ETL (Extract, Transform, and Load) tools provide a mission critical function for marketing organizations and their agencies. Many companies have customer lists or potential clients stored in a spreadsheet or database. They may also have information about target markets, or a list of potential contacts that have been provided by sales, or a set of leads that have been purchased. This data may be scattered into multiple different formats. Information exists within them but finding it or making sense of it can be a difficult process, and in some cases, if the data sources are large enough, truly formidable.
ETL tools, at the basic level, enable loading data from multiple data sources, combine and transform them into a format which can then be loaded into a database for further querying. Beyond these rudimentary functions, many of these tools contain a wide set of extra features. These can include everything from data analytics tools including many predictive modeling features, to useful output functions, including the ability to create graphics, charts and full-fledged dashboards.
To assist these companies to profit the most from their data, data scientists have developed some reliable procedures for helping to navigate these vast seas of information.
They have evolved beyond simple ETL functions to being complete, or nearly complete Business Intelligence tools.
In this article we are going to look at two tools side by side: KNIME, which is a powerful free open source ETL and BI tool, and Alteryx, which is a commercially licensed product. Both tools boast a wide range of capabilities. We will be examining them from the perspective of a Direct Marketing organization, seeking to gain knowledge from either simple or broader data sources.
Our approach will be to address these from the perspective of those who have a strong business need but may or may not have advanced technological know-how or capabilities. Information used in this article is based on both personal and general public consensus about the use of these two products.
The pieces we are comparing will include:
Both KNIME and Alteryx use a similar workbench type of approach. Workflows are chosen from menus of nodes.
In KNIME, you can see a list of nodes in a repository, divided into segments. Each node can be dragged onto the canvas and can be connected by dragging a line from an output to an input of another node. By right-clicking on a node, you can set configurations based on its functionality.
The Alteryx dashboard is similar. Nodes are grouped into an easy to understand menu on the top of the application. Nodes are arranged into color-coded categories, including In/Out, Data Preparation, Join, Parse, Transform, Reporting, and more.
Within Alteryx, each configuration is embedded into the node. Clicking on a node opens the interface, which can be expanded or closed as needed. Maneuvering between nodes is considerably easier than with KNIME. With KNIME you may end up with a large number of extraneous windows all over the place, taking up a considerable amount of memory. This can be a factor on a slow computer.
From a pure interface perspective, Alteryx has a much more intuitive workflow.
We primarily use these ETL tools for the purpose of data preparation.
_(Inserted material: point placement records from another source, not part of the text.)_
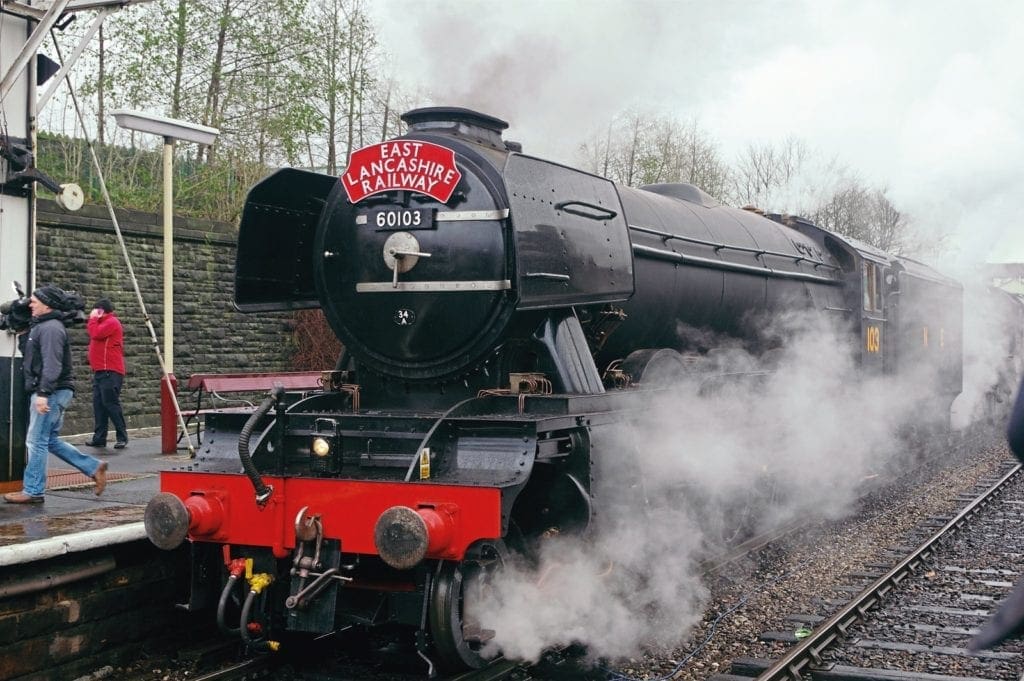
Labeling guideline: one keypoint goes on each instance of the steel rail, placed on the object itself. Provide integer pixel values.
(239, 671)
(808, 651)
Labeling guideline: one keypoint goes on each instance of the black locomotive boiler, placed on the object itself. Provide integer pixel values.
(502, 315)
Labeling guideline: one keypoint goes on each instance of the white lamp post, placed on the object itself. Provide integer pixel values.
(170, 130)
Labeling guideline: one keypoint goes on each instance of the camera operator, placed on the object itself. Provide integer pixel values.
(48, 378)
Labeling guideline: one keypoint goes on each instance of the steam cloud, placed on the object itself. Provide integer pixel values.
(710, 455)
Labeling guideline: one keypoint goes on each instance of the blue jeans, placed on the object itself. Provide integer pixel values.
(44, 436)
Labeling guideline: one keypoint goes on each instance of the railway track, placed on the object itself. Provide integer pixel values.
(912, 620)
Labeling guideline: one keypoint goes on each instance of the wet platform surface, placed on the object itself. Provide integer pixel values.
(72, 507)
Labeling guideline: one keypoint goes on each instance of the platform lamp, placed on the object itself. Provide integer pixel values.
(170, 130)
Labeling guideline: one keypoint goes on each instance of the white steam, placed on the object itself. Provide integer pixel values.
(710, 454)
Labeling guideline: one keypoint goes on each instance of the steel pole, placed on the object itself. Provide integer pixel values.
(168, 254)
(168, 383)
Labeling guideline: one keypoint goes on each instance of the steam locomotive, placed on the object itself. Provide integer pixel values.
(502, 315)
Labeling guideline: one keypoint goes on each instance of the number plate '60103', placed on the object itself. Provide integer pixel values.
(402, 218)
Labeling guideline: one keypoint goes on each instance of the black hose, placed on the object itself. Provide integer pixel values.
(222, 605)
(244, 621)
(426, 438)
(263, 491)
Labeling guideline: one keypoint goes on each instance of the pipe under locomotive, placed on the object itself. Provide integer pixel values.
(502, 315)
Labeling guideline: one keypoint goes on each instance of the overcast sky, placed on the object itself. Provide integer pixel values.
(923, 96)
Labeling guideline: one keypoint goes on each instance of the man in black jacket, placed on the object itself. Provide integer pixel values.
(47, 372)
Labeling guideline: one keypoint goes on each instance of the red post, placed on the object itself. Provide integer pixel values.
(168, 419)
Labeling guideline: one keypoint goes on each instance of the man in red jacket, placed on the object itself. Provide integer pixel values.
(108, 362)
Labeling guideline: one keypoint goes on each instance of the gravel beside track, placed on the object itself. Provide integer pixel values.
(806, 572)
(809, 572)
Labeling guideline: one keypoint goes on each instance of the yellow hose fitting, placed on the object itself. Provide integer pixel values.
(259, 582)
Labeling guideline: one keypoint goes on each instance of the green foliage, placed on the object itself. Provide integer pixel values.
(134, 177)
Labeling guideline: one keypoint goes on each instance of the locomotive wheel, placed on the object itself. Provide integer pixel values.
(458, 639)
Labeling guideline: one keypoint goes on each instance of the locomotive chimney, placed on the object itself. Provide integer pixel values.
(479, 127)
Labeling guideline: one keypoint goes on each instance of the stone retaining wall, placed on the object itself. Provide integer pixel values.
(80, 251)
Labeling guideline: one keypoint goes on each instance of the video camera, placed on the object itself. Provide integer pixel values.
(15, 315)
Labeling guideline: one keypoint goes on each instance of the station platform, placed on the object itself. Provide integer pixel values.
(73, 518)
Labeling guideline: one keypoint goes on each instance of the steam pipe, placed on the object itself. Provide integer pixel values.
(263, 491)
(222, 605)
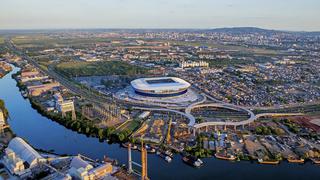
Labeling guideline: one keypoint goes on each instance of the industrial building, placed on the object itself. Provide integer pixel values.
(37, 90)
(64, 106)
(160, 86)
(81, 169)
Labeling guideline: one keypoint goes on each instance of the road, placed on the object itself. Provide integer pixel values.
(83, 92)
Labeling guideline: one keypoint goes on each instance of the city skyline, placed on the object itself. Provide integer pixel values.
(294, 15)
As approximately 80% of the work involved with analysis in a direct marketing campaign is spent on this aspect, the ease of use and functionality of these types of tools is crucial. For both KNIME and for Alteryx, you can pull data in from multiple locations, ranging from CSV files, databases, or from cloud sources.
In KNIME, by double clicking on a node we are given access to configuration options. Here’s a file reader, opening a CSV file:
When loading a file, we are given a preview of the data in the file and the ability to modify it, including file types and more.
KNIME provides the ability to filter not just for rows, but also for columns, which can be useful if one has an overly large range of keys in a database or spreadsheet.
Alteryx provides multiple screens which enable easy drag and drop and selection of datatypes in a visual way. After connecting an Input/Output tool to a database or a file we are automatically provided a quick visualization with detailed information about each data point contained.
The Alteryx’s data cleansing tool is quite clear and easy to understand. Modifying data types is easy, as one can use a drop-down to select types.
While both tools can handle data preparation and data cleansing equally well, KNIME’s interface proves to be a little bit more confusing. Data type field conversion can be time consuming and is not intuitive. As preparing data for analysis is a time-consuming process in itself, the amount of time spent simply getting datatypes into a correct format can increase the amount of workload, and as a result, extend the amount of time required to begin actual analysis to assist in marketing campaigns. For this reason, in an equal world, Alteryx’s data preparation tools feels a bit superior to KNIME’s. However, it does lack some functionality that KNIME does have, which is mainly the ability to filter by columns.
Both KNIME and Alteryx provide some solid tools for combining data, however the functionality and ease of use varies between them.
KNIME’s join tool is relatively easy to understand and is easy to use for combining multiple datasets off of standard shared identifiers. For instance, as shown below, if we have two files which contain both area code and phone, operating on the assumption that a phone number is a unique identifier, we can use these to link together two different datasets.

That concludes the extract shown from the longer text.